Lundi prochain se tiendra, dans l’est de la Libye, une session de la Chambre des représentants (HoR) d’Aguila Salah. Les députés procèderont au vote de confiance envers le nouveau gouvernement. Fathi Bachagha, nommé Premier ministre par le HoR le 10 février, vient de dévoiler sa liste ministérielle.
Et si les puissances occidentales sont aujourd’hui concentrées sur le dossier ukrainien, certains pays africains se focalisent toujours sur la Libye. La désignation, en tant que Premier ministre de Fathi Bachagha, a été appuyée par l’Egypte.
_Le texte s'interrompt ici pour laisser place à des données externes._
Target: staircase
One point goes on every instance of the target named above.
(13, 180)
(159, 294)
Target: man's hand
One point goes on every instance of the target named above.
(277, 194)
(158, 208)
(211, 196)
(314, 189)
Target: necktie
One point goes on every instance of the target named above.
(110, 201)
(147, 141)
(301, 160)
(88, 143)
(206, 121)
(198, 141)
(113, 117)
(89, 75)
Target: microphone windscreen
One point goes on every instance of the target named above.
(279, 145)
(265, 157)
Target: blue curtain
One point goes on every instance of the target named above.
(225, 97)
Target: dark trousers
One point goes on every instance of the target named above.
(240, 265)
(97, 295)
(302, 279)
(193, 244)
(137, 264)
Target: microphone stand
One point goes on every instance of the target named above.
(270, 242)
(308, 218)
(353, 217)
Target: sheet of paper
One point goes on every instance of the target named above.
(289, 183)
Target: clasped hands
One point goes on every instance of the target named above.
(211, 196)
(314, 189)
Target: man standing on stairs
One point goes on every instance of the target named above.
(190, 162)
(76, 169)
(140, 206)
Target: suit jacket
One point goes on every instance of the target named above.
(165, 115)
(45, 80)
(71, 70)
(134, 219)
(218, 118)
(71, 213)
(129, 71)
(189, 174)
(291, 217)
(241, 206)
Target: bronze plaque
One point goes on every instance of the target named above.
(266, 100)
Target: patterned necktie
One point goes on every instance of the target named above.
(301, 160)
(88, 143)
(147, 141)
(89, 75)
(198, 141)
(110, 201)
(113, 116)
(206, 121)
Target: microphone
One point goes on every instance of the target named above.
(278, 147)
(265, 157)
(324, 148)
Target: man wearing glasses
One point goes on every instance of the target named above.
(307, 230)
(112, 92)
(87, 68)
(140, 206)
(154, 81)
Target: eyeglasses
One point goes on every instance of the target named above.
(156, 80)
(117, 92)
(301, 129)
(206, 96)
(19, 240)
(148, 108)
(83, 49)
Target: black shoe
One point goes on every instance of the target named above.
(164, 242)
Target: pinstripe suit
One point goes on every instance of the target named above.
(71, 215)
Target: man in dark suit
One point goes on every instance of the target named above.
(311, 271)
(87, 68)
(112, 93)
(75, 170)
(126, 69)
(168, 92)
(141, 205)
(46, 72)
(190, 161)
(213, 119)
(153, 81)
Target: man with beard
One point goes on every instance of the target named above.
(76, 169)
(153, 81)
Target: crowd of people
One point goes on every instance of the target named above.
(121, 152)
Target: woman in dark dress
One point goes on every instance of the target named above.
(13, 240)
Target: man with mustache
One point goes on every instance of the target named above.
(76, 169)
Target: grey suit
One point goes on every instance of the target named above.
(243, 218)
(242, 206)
Face au clan Bachagha, à Tripoli, le Premier ministre sortant, Abdel Hamid Dbeibah, ne compte toujours pas lâcher. Au-delà du fait de s’accrocher à son poste, Dbeibah tente aujourd’hui de s’opposer à une prolongation de la transition libyenne, qui pourrait durer jusqu’à 14 mois supplémentaires. Le Premier ministre sortant tente également d’affaiblir Khalifa Haftar, allié de Bachagha et de Salah, et chef militaire de l’est libyen, accusé de crimes de guerre.
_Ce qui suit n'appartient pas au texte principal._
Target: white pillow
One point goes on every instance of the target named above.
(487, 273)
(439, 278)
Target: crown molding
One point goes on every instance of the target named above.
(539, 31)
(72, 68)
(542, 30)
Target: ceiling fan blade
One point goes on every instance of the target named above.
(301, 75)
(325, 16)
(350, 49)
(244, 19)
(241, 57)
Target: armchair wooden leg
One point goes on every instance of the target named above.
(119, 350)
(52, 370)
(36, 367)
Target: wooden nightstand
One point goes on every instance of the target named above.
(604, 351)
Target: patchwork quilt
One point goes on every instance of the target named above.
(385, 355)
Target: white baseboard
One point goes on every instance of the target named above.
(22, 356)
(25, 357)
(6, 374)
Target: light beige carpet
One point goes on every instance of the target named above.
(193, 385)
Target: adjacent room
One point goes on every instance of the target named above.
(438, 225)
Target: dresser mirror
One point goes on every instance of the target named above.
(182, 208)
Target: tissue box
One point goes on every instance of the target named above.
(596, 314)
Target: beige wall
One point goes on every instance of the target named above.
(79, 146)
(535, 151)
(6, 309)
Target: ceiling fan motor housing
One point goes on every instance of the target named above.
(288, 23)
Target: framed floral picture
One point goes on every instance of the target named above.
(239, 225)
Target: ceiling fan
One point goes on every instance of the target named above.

Après le vote du parlement, qui lui sera sans aucun doute favorable, Fathi Bachagha devra être offensif. Il a, d’ores et déjà, préparé le terrain en obtenant des soutiens militaires dans la Tripolitaine. Il a avec lui, notamment, la force policière Stabilization Support Appartus, qui fait office de garde-côtes et de gendarmerie dans l’ouest libyen. Mais également les deux puissantes brigades Nawasi de Mustapha Gaddour et Ghneiwa, du puissant homme d’affaires Abdel Ghani al-Kikli.
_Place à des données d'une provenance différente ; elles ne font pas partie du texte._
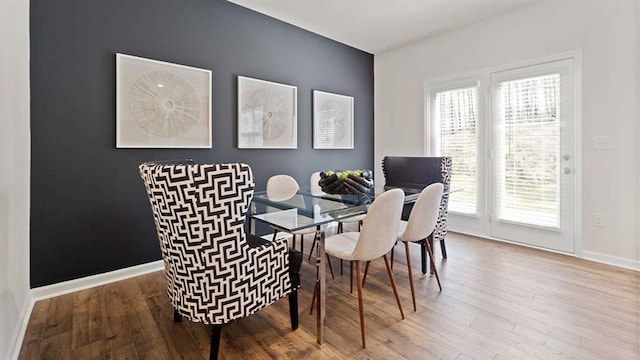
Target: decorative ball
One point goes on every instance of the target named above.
(347, 182)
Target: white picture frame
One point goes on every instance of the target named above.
(162, 105)
(332, 121)
(267, 114)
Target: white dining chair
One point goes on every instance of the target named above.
(377, 237)
(421, 223)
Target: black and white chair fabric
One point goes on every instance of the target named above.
(215, 272)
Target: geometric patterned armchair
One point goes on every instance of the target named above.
(418, 173)
(215, 272)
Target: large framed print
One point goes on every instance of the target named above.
(332, 121)
(161, 105)
(267, 115)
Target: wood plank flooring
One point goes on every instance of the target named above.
(499, 301)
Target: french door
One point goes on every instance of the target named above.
(532, 155)
(510, 134)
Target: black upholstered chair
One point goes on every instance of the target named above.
(418, 173)
(215, 272)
Une coalition puissante sur le terrain, bien supérieure aux milices Rada et à la brigade 444 de Dbeibah. Afin de se maintenir au pouvoir, donc, ce dernier a annoncé des élections législatives fin juin. Abandonné par la cheffe de la MANUL, l’Américaine Stephanie Williams, et bénéficiant d’un très timide soutien turc en sa faveur, Dbeibah cherche à s’octroyer les faveurs d’un autre acteur régional puissant : l’Algérie, qui a toujours évité de s’ingérer en Libye.
La fin de la cordialité entre l’Algérie et l’Egypte ?
Une opération diplomatique de Dbeibah qui ne lui assure aucunement de garder la primature libyenne, mais qui lui donnerait, éventuellement, un pouvoir suffisant pour revenir au premier plan, sur la scène politique.
Dbeibah a rencontré le président algérien Abdelmadjid Tebboune lors du 6e sommet du Forum des pays exportateurs de gaz (GECF), au Qatar. Une rencontre « technique », qui a permis de consolider le récent accord pétrolier et gazier entre la National Oil Corporation (NOC) libyenne et la puissante Sonatrach algérienne. De quoi bouleverser l’équilibre gazier en Afrique du Nord, alors que la mutualisation des ressources devient un enjeu géopolitique en raison de la guerre en Ukraine, qui a fait grimper les prix du gaz naturel.
Toutefois, peu importe ce dont ont discuté Dbeibah et Tebboune, la rencontre a grandement fâché le président égyptien, Abdel Fattah al-Sissi. Au point que ce dernier, attendu mardi dernier au Koweït, pour une rencontre tripartite avec Tebboune et l’émir du Koweït, a décidé de reporter son voyage. Al-Sissi a fini par rejoindre le Koweït jeudi soir, avant de le quitter à nouveau, à la première heure, vendredi.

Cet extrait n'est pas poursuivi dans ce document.